Die nun geltende Regelung sieht vor, dass nach wie vor diese Filme auf Sicherheitsfilm umkopiert beziehungsweise künftig digital gesichert werden. Die originalen Filme werden nicht mehr umgehend entsorgt, sondern in den Nitromagazinen des Bundesarchivs gelagert. Erst wenn ein Film Zersetzungserscheinungen aufweist – mit deren Einsetzen eine Steigerung des Entzündungsrisikos einhergeht –, muss er künftig vernichtet werden. Da lassen die gesetzlichen Regelungen tatsächlich keinerlei Spielraum mehr. Alle Nitrofilme werden wie bislang in regelmäßigen Abständen von längstens zwei Jahren auf ihren Zustand hin überprüft. Sollte dabei ein noch nicht gesicherter Film entdeckt werden, wird dieser umgehend digitalisiert.
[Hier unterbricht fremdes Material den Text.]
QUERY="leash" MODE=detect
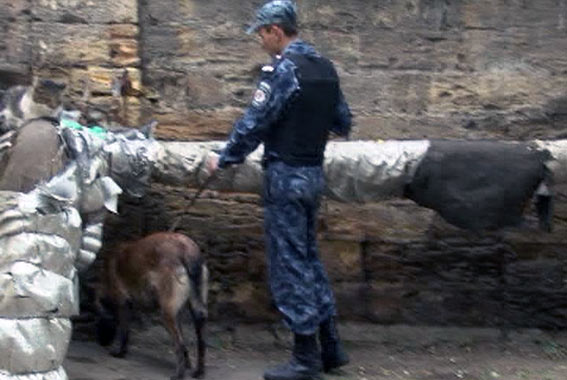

Jetzt soll die Kopieranstalt des Bundesarchivs in Berlin-Hoppegarten geschlossen werden und Archivfilme nur noch als Digitalisate gesichert werden.
Wir werden die beiden Kopierwerke stilllegen und auf die digitale Sicherung des filmischen Archivguts umstellen. Alle großen Filmarchive sind im Begriff, umfangreiche Digitalisierungsprojekte und -strategien zu entwickeln, oder haben diesen Schritt bereits vollzogen. Maßgeblich dafür sind die Konsequenzen, die der allgemeine digitale Wandel auch für die Archive zeitigt. Zunächst ist das die weitgehende Umstellung der „Filmwelt“ auf die digitale Technik. Das bedeutet, dass für den Bereich der Filmarchivierung – ebenso wie für nahezu alle anderen Überlieferungsbereiche – ein digitales Archiv aufgebaut werden musste, das genuin digitale Überlieferungsformen ohne jede zeitliche Befristung archiviert. Die Methoden und Strategien des Bundesarchivs folgen im Wesentlichen dem OAIS-Standard, dem Open Archival Information System. Eine zusätzliche Sicherung in Form analoger Kopien kann das Bundesarchiv mit der momentanen Ressourcenausstattung nicht leisten. Das Bundesarchiv ist aber gerne bereit, bei Vorschlägen zum Weiterbetrieb der analogen Kopierwerke durch Dritte vermittelnd zu unterstützen.
Digitale Daten sind weniger langlebig als fotochemische Filme und erheblich pflegeaufwendiger.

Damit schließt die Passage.